North Korea continues to assert that the U.S. and South Korea tried to assassinate North Korean dictator Kim Jong-un.
Pyongyang accused the Central Intelligence Agency and South Korea’s National Intelligence Service May 5 of hiring a North Korean lumberjack working in Russia to detonate a “radioactive” and “nano-poisonous” bomb at a military parade to eliminate the young dictator.
“The [Korean People’s Army] is fully determined to wipe out the throng of rats sneaking around only in the dark afraid of the invincible might of the KPA,” North Korea’s state-run Korean Central News Agency wrote after the accusation. “We will ferret out to the last one the organizer, conspirator and followers of the recent hideous state-sponsored terrorism even by ransacking the whole earth,” the outlet said, allegedly quoting a North Korean worker.
North Korea claims that the citizenry is furious and demanding a forceful response to the reported attempt on Kim’s life.
“It is intolerable that the homicidal maniacs hatched a plot to commit a state-sponsored terrorism targeting the supreme leadership of the [Democratic People’s Republic of Korea] by use of bio-chemical substance,” Ho Song Guk, a Korean People’s Internal Security Forces officer, told KCNA, “The world will clearly see how merciless the Korean-style anti-terrorist striking actions will be and what miserable end the hostile forces will meet.”

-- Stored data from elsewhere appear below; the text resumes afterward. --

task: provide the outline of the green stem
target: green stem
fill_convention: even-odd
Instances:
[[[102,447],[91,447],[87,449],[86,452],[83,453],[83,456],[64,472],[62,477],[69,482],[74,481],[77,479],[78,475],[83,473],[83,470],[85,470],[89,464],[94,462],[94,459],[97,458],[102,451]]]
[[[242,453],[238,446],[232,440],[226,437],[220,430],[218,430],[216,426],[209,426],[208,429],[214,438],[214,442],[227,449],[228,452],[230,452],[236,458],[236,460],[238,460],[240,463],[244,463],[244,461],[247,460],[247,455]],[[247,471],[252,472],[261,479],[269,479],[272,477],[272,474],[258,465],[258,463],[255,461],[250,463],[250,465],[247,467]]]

The North continues to pursue its claims.
Han Song Ryol, North Korea’s vice foreign minister, said Thursday that North Korea will seek extradition for plotters and criminals abroad. “According to our law, the Central Public Prosecutor’s Office of the DPRK will use all available methods to start to work to demand the handover of the criminals involved, so as to punish the organizers, conspirators and followers of this terrible state-sponsored terrorism,” he said, according to USA Today.
It is unclear why North Korea is pushing this narrative at this time.
“DPRK is claiming US attempted to assassinate Kim Jong Un. I don’t believe it, but it is still deeply worrying,” Jeffrey Lewis, an arms expert and the director of the East Asia Nonproliferation Program in the James Martin Center for Nonproliferation Studies at the Middlebury Institute of International Studies at Monterey, tweeted in an early assessment.
“At best, DPRK knows story is BS — and is laying the propaganda groundwork for its own assassinations,” he explains, “At worst, DPRK believes it — and fear of decapitation will undermine stable deterrence of the DPRK.”
The North’s accusations come at a time of heightened tension between Washington and Pyongyang.